Julie cared more about the ambience of a place and that sea arch pretty much made it a worthwhile thing to see while there, and so we figured that Land’s End might be the place for that while Cape Cornwall wouldn’t have either of these things. And so it was decided that we would stick with our original plan.
At 4:30pm, we eventually paid our 3 pounds to park the car in the huge car park right at Land’s End. We thought that the sea arch (that really drew me here in the first place) might not be easy to view without getting dangerously close to the unstable cliffs. I even thought it might have been a gimmick (i.e. you needed to be on a boat or something) to see the arch when it was nowhere to be found around the main area.
Anyways, it seemed like just about all the shops and cafes were closed for the day. So the town felt a bit dead.
Since the main goal of our visit was to find the sea arch that was shown on the cover of brochures of the local area (something we didn’t expect to be here until we chanced upon the brochures and even some posters in some shops and cafes), we were determined to at least get to the bottom of this before we left.
Upon finding that we couldn’t find the arch after spending several minutes walking around fruitlessly searching for it, Julie had asked one of the employees where to get that photo shown on the menu cover. We were eventually told that the view of the arch was past the Greeb’s Family Farm.
And at first, I went over there myself to scout out the scene. Along the way, I managed to see two elderly male walkers in the nude. It was almost a bit of a flash of deja vu like what we had witnessed in our first visit to Alamere Falls.
Anyways, when I finally got to the view of the arch (I swore it was probably nearly a mile’s walk in each direction), the view from this close up was absolutely beautiful. Eventually some 30 minutes or so later, Julie and Tahia finally caught up to me.

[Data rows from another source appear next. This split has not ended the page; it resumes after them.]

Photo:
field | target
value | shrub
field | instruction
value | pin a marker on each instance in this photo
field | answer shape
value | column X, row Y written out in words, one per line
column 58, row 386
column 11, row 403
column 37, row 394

So we took our photos, basked in the rugged scenery of Land’s End, and then proceeded to head back to our rental car where we can then finally return back to Penzance in search of dinner and winding down this busy day. I think we made our 3 pounds stretch on this visit, and boy was it nice to bask in such a beautiful scene without the commercialism creeping up this far out given that we had to have walked about 20-30 minutes from the main area.
Anyways, we were glad we made the visit to Land’s End instead of St Just and the Cape Cornwall headland. The sea arch was gorgeous, and part of me wished we could have stayed here until sunset to watch the sun setting behind the horizon.
I guess our expectations of Land’s End were lowered significantly thanks to unflattering comments about the place on TripAdvisor. I guess this was one example where the TA reviews were a bit off. Sometimes you have to read between the lines when looking at TA reviews to not potentially have regrets about something you might never be able to come back to, and such was the case here.
By about 6:05pm, we finally made it back to our rental car. And at 6:35pm, we made it back to our room at the bed and breakfast. By 7pm, we walked into town (as tired as Tahia was), and then we had ourselves a very good Thai dinner place (called Sukhothai) in the central of O’ahu.
Eventually at 8:40pm we returned to our room where we could finally call it a day. Since Tahia hadn’t napped, she was totally knocked out. Meanwhile, Julie and I were looking forward to sleep though we would still have to get up early as we were in for a very long drive from Penzance to Corfe Castle to Stonehenge to Bath.